Bij het kiezen van kleuren voor het ontwerp van een kinderkamer, geef de voorkeur aan pastel en lichte kleuren. Overdrijf het niet met witte kleur. Psychologen geloven dat dit de ontwikkeling van de psyche van de baby negatief kan beïnvloeden. Maar schilder het plafond niet of verwijder deze kleur helemaal niet van de kinderkamer. Verdun het gewoon met andere kleuren en tinten, zodat de kinderkamer er niet uitziet als een ziekenhuisafdeling. De muren kunnen worden geverfd met zachtroze, blauwe of zandkleur, maar meubels, kussens of sommige accessoires kunnen helder en gedenkwaardig worden gemaakt.

Speelgoed kiezen

  • Voor de ontwikkeling van baby's tot een jaar zijn eenvoudig en niet-functioneel speelgoed nodig. Haast je niet om jongensauto's en poppenmeisjes te kopen, op het moment dat ze niet geïnteresseerd zijn. Over het algemeen reageren speelgoed tot drie maanden lang niet op speelgoed en proberen ze niet in de hand te nemen. Vervolgens zullen ze rammelaars en andere heldere voorwerpen aantrekken. Wanneer baby's hun tanden gaan snijden, zullen ze ze in hun mond slepen, onthoud dit.
  • Bij het knippen van tanden kunnen baby's worden afgelost door speciaal speelgoed dat tegelijk met het tandvlees kan worden gebeten en gekrast. Ze kunnen verschillende kleuren en grootten hebben, maar om het kind te interesseren, kiest u voor heldere opties.
  • Kinderartsen wordt geadviseerd om helder speelgoed te kiezen om de aandacht van de baby te trekken en om zijn visie te concentreren.
  • Vergeet niet dat de rammelaar eerst en vooral veilig moet zijn. Daarom is het raadzaam om een ​​dergelijk item in een apotheek of in een winkel met certificering van alle producten te kopen. Koop geen goedkoop Chinees speelgoed met handen in allerlei soorten tenten en in natuurlijke markten, vaak voldoet een dergelijk product niet aan veiligheidseisen. Bij het kopen van een speeltje, controleer het op schade, chips en scherpe formaties. Soms hebben plastic voorwerpen scherpe ongepolijste uitstulpingen bij de verbindingen. Helder speelgoed mag niet stinken. Een te sterke chemische geur duidt op het gebruik bij de productie van dit item van schadelijke stoffen. Hoogwaardig speelgoed mag geen smerende verf achterlaten, maar spattende verf is ook erg schadelijk.
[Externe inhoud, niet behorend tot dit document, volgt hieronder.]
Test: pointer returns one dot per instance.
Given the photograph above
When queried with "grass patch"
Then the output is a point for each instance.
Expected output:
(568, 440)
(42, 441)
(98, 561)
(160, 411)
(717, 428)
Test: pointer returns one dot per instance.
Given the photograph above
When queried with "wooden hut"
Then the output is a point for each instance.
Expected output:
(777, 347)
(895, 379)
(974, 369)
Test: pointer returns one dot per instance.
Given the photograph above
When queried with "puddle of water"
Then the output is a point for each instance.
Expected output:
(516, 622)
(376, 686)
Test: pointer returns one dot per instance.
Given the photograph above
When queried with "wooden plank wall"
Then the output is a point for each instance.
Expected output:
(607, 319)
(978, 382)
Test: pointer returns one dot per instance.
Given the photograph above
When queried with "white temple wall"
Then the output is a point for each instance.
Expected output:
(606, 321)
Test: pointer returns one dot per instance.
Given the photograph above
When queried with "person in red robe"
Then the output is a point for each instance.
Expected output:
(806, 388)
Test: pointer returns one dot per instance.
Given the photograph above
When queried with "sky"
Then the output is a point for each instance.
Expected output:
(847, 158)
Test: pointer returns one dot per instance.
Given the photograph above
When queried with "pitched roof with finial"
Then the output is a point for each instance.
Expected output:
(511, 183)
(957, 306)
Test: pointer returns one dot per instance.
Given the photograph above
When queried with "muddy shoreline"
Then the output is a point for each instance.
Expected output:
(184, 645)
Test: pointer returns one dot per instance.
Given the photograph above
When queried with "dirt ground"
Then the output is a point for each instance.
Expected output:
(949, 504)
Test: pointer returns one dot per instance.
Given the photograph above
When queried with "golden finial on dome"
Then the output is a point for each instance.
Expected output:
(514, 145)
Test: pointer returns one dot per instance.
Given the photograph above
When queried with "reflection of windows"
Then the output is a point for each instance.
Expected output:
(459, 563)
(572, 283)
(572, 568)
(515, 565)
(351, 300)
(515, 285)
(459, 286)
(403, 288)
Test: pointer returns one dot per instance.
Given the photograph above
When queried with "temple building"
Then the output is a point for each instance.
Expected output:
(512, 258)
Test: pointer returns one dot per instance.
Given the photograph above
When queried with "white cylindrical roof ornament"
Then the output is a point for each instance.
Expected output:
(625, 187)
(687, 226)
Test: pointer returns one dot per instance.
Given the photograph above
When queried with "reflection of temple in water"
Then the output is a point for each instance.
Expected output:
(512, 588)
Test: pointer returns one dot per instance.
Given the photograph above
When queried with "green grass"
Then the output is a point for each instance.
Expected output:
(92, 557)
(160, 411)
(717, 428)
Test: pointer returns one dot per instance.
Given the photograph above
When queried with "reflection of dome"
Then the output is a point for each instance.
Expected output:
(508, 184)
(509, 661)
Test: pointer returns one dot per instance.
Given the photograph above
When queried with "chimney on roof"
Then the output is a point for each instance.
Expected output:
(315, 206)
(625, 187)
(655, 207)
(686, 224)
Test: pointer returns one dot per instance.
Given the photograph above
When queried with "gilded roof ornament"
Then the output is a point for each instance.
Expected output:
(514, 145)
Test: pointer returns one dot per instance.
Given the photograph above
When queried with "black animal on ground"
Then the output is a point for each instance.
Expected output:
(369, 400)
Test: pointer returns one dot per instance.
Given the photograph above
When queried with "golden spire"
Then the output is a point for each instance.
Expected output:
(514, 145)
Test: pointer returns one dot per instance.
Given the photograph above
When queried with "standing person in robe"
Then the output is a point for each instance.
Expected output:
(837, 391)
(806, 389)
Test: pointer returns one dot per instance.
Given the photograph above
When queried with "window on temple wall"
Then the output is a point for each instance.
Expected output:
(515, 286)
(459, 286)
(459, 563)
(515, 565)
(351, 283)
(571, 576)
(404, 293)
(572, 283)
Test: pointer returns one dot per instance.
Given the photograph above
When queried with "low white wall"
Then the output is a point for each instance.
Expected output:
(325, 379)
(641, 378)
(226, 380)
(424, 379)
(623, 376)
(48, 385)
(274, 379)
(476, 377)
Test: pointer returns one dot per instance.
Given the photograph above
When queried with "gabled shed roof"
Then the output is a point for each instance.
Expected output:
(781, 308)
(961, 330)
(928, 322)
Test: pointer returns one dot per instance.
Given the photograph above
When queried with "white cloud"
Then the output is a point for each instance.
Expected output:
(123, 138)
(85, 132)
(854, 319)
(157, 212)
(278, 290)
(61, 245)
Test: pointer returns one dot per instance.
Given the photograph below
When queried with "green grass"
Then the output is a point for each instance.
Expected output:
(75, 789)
De mythe van het zien van kinderen

De belangrijkste mythe is dat kinderen alles ondersteboven zien. Deze mening verscheen lang geleden en werd gevormd vanwege de structuur van het menselijk oog en visuele kenmerken.

De structuur van onze ogen is vergelijkbaar met een verzamellens, die de neiging heeft om het beeld te draaien. Daarom krijgt ons oog echt een omgekeerd beeld, dat op zijn beurt de hersenen verwerkt. Als gevolg hiervan zien we de juiste afbeelding.
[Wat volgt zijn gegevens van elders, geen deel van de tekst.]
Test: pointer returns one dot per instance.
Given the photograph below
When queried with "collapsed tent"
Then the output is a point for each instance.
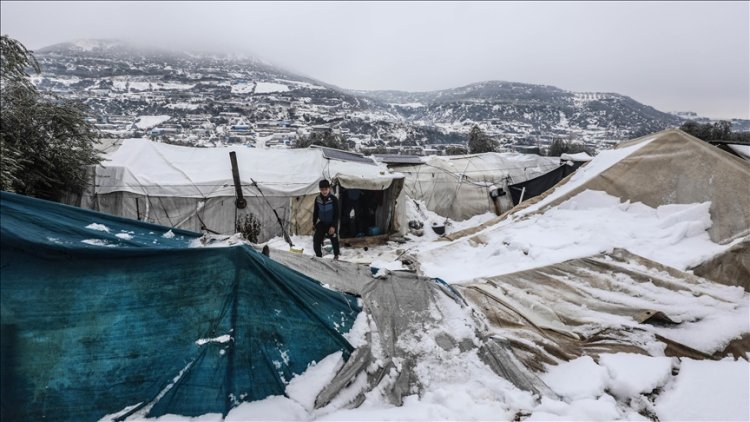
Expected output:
(460, 187)
(104, 316)
(609, 303)
(415, 323)
(669, 167)
(194, 188)
(540, 184)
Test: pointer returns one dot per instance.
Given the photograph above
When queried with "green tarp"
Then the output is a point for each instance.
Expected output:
(96, 321)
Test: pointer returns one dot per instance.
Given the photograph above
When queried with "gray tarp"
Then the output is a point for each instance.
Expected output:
(731, 268)
(677, 168)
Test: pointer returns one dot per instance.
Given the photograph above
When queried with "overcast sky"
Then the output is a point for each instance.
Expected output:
(675, 56)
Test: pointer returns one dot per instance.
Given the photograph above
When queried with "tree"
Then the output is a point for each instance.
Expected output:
(479, 141)
(718, 131)
(45, 141)
(325, 139)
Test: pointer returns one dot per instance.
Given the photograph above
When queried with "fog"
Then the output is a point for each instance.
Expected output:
(674, 56)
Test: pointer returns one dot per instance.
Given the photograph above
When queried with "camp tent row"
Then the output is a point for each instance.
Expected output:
(460, 187)
(103, 315)
(194, 189)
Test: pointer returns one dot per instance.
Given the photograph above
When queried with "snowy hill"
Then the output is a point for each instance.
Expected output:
(119, 79)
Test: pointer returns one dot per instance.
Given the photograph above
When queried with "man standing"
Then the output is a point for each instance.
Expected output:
(325, 219)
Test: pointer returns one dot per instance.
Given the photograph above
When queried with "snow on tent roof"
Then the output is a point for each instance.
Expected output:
(344, 155)
(156, 169)
(90, 330)
(398, 159)
(609, 303)
(669, 167)
(457, 187)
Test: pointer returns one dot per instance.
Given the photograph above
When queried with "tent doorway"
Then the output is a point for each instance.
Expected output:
(363, 213)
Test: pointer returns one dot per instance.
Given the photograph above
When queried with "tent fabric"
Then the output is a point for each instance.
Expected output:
(459, 187)
(673, 167)
(148, 326)
(608, 303)
(193, 188)
(540, 184)
(731, 267)
(156, 169)
(402, 307)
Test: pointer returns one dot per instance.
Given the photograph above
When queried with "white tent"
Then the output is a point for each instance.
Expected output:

Het is niet bekend met wie eerst de theorie naar voren bracht over de omgekeerde visie van zuigelingen, maar deze persoon liet zich leiden door basiskennis, hoewel hij de verkeerde conclusie trok. Deze foutieve theorie is nog steeds erg populair.

video

We raden aan deze video te bekijken. Het laat zien in welke ontwikkelingsfasen het zicht van de baby overgaat van de geboorte tot een jaar.